In a remarkable archaeological find, an international team led by experts from Freie Universität Berlin has revealed an ancient prehistoric fortress in the secluded Siberian region of Amnya. The findings, detailed in the scientific journal “Antiquity,” showcase a complex defensive system surrounding a settlement that dates back a staggering 8,000 years.
The fortress spans two distinct clusters, namely Amnya I and Amnya II. Amnya I boasts well-preserved features like banks and ditches enclosing a promontory’s tip, along with ten house pit depressions. Meanwhile, Amnya II, located approximately 50 meters to the east, comprises an open settlement with ten additional house pits.

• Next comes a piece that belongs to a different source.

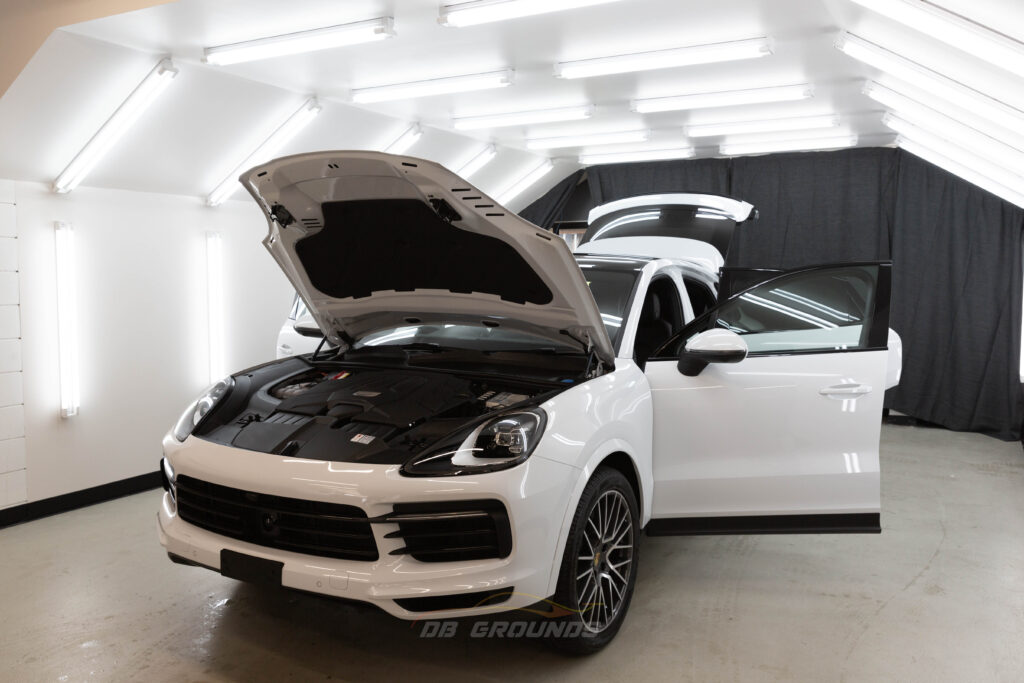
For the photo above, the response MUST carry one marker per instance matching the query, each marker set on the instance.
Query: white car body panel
(756, 437)
(734, 209)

Excavations have brought to light approximately 45 pottery vessels within this expansive complex. These vessels include pointed and flat-based forms, representing two distinct typological traditions.
The Amnya settlement complex marks the beginning of an enduring trend—a nearly continuous tradition of defensive sites among hunter-gatherers in northern Eurasia that persisted for almost eight millennia until the Early Modern period.
Tanja Schreiber, an archaeologist from the Institute of Prehistoric Archaeology in Berlin and a co-author of the study, notes, “Through detailed archaeological examinations at Amnya, we collected samples for radiocarbon dating, confirming the prehistoric age of the site and establishing it as the world’s oldest-known fort.”
Schreiber added, “Our new palaeobotanical and stratigraphical examinations reveal that inhabitants of Western Siberia led a sophisticated lifestyle based on the abundant resources of the taiga environment.”
Unlike fortifications observed in coastal regions during later prehistoric periods, the construction of these early inland fortifications in western Siberia is unparalleled, challenging conventional views of ancient human communities. The discovery prompts a reconsideration of the notion that permanent settlements with elaborate architecture and intricate social systems solely emerged with the advent of agriculture.
This groundbreaking revelation not only reshapes our understanding of ancient civilizations but also highlights the sophistication of early human communities in Siberia, contributing to a new chapter in archaeological exploration.